It’s rare, especially these days, that bipartisan lawmakers can agree on an issue, but in the case of EY sexual harassment lawsuits they’ve managed to do just that.
In a letter to new EY Chairman and CEO Carmine Di Sibio, 67 New York State Legislators, led by Senators Liz Krueger and Alessandra Biaggi, and Assemblymembers Aravella Simotas and Jo Anne Simon rebuked EY’s “culture of harassment and discrimination,” calling into question the firm’s so-called “Women. Fast Forward” policy.
The nastygram was prompted in part by the arbitration agreement that could end up costing accusing partner Karen Ward $200,000 to see her case through, whereas it would have cost her just $450 to file her sexual harassment and gender discrimination case against EY in court.

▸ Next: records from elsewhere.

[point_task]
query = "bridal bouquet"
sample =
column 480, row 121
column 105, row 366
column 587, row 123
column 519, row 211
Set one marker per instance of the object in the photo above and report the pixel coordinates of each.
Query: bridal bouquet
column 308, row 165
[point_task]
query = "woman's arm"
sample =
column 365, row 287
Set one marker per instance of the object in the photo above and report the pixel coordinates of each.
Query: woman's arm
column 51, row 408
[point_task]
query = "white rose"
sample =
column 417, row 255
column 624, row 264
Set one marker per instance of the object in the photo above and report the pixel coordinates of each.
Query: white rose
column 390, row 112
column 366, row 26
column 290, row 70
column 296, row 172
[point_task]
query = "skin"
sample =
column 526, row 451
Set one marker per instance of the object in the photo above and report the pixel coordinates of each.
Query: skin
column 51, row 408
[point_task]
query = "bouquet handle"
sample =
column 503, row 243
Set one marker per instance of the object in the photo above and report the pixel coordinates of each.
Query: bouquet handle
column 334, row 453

Bramwell wrote last month:
As a condition of her employment, Ward signed an arbitration provision that took away her right to sue EY in court. After she filed her harassment and discrimination complaint with the Equal Employment Opportunity Commission last September, Ward wrote an open letter to then-EY CEO and Chairman Mark Weinberger asking him to end forced arbitration for victims of sexual misconduct and discrimination at EY, as well as to release her from the arbitration agreement. The firm denied her request, forcing her to file her claims in arbitration.

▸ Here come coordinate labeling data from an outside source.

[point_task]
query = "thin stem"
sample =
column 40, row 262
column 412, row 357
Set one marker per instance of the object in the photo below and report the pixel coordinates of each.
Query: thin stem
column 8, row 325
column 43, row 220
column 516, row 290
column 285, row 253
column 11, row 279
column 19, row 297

Since the time Ward’s contract was signed, New York State has passed legislation to ban the future use of such forced arbitration agreements in cases of harassment and discrimination.
In case you need a reminder of the type of behavior Ward is alleging, The Daily Beast is so kind as to catch us up:
Ward’s supervisor at various times told her that she was “really hot,” that he loved her “great big round boobs,” and that she had a “nice ass,” according to her 21-page Equal Employment Opportunity Commission complaint filed at the time.
Ward alleged that it was “regular practice” for her male coworkers “to brag that they were able to situate their chairs in such a way that they were able to see a junior female employee’s vagina, or, as they disgustingly referred to it, her ‘snatch.’”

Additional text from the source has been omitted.